Whether or not we keep the telemetry opt-out, I’d prefer that the Pkg telemetry page on Julialang.org mention fundraising; i.e. not hide the fact that the telemetry is monetizing Julia users.

Saying “Julia has approximately $n users according to telemetry, therefore it is a viable platform” is very different than “we have collected detailed identifiable data on $n users that we will use to target advertisements if you pay us.”

Just so I understand, your argument is:

• With telemetry it is possible to count the number of Julia users.
• The count of Julia users is information that could possibly be useful when applying for grants and fundraising.
• Therefore, Pkg.jl is “monetizing Julia users”.

Is that a roughly accurate implication chain?

Yes; see data monetization on Wikipedia. I’d prefer that we not hide the fact that this information will be used for fundraising

Don’t you think that this is already clearly explained in the following statement?

Yes, I apologize for not reading more closely.

I don’t feel monetized! I feel grateful that Julia exists and there are people who work hard to make Julia happen. Now, as a user, complaining to be monetized, really feels wrong to me (If I would be complaining).

I know, this is not the best argument, as you may also feel grateful for Googles great search engine, so I am happy to give all my data to the ads machine.

Whats real is that it is always a balance which needs evaluated. And just argueing that we are monetized and this is bad per se is not balanced, it is just following some kind of zeitgeist, where raising data has been bad before, it must be bad always.

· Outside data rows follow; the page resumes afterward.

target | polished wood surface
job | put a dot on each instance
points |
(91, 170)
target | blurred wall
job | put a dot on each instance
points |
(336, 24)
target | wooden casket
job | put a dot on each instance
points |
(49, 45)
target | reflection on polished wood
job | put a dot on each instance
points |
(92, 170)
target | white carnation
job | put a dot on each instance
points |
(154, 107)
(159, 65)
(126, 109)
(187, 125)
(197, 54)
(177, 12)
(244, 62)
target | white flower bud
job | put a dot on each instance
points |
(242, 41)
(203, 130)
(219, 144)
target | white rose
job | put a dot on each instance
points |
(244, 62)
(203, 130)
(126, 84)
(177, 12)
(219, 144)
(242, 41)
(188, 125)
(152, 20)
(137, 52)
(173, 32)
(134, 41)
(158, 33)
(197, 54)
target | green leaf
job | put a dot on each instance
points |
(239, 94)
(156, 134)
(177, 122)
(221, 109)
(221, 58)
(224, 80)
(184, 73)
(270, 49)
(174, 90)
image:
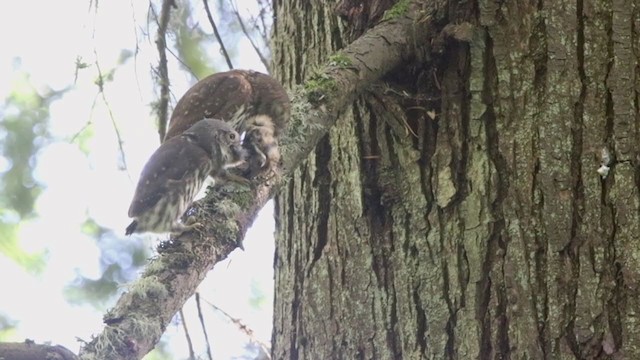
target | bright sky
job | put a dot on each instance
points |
(48, 37)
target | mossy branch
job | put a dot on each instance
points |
(142, 314)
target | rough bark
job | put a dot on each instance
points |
(456, 211)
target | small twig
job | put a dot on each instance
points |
(100, 84)
(217, 34)
(262, 15)
(204, 328)
(161, 43)
(263, 59)
(243, 327)
(137, 50)
(192, 354)
(186, 66)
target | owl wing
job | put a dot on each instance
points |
(168, 168)
(217, 96)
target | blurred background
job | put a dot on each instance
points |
(78, 120)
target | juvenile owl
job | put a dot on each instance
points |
(176, 171)
(254, 103)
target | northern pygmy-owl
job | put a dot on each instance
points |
(176, 171)
(255, 103)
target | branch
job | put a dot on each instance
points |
(217, 34)
(29, 350)
(141, 315)
(263, 59)
(163, 72)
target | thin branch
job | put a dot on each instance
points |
(244, 328)
(217, 34)
(192, 354)
(163, 79)
(262, 16)
(263, 59)
(100, 83)
(135, 324)
(204, 327)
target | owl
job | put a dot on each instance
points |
(176, 171)
(254, 103)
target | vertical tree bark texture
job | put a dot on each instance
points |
(456, 211)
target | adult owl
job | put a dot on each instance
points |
(255, 104)
(176, 171)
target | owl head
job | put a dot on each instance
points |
(219, 141)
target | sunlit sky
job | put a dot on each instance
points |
(44, 39)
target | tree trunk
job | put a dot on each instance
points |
(462, 208)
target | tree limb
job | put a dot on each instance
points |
(163, 72)
(141, 315)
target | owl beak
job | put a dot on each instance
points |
(238, 157)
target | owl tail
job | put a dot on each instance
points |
(131, 228)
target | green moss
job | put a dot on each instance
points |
(340, 60)
(318, 85)
(399, 9)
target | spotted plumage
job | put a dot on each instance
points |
(176, 172)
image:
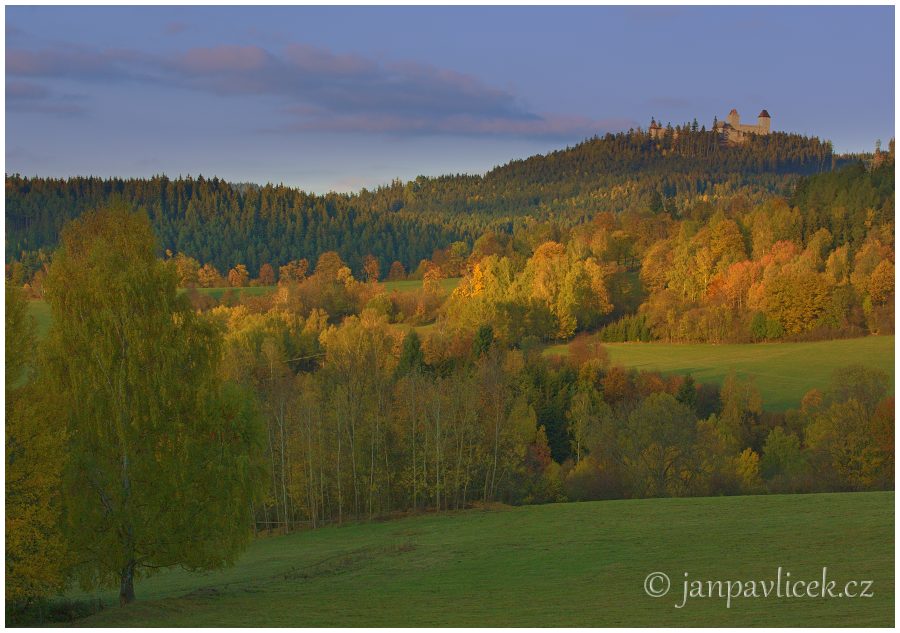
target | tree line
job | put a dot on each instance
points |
(224, 224)
(144, 433)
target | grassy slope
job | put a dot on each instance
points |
(782, 371)
(576, 564)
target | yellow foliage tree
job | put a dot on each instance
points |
(34, 460)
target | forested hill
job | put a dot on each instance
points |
(225, 224)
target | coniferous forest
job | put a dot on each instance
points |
(332, 397)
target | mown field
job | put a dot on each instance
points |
(783, 372)
(574, 564)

I am hugely conservative in my data footprint. I regularly purge all cookies, use privacy browser plugins, and have even gone so far as to block (and manually whitelist) javascript at times. I use DDG, have bailed on much social media, and such. I’ve gotten into many arguments with family members saying they “have nothing to hide” because they definitely do. This discussion, though, is puzzling to me.

What is the threat model? The telemetry is extremely conservative, really only adding three things above and beyond what is required for any package server in any language. The biggest one is that persistent client ID that is unique to Julia. Unlike an IP address or a browser fingerprint, you cannot connect it with any other service or action.

Unlike a typical TOS, the data page is extraordinarily transparent, understandable, and legible.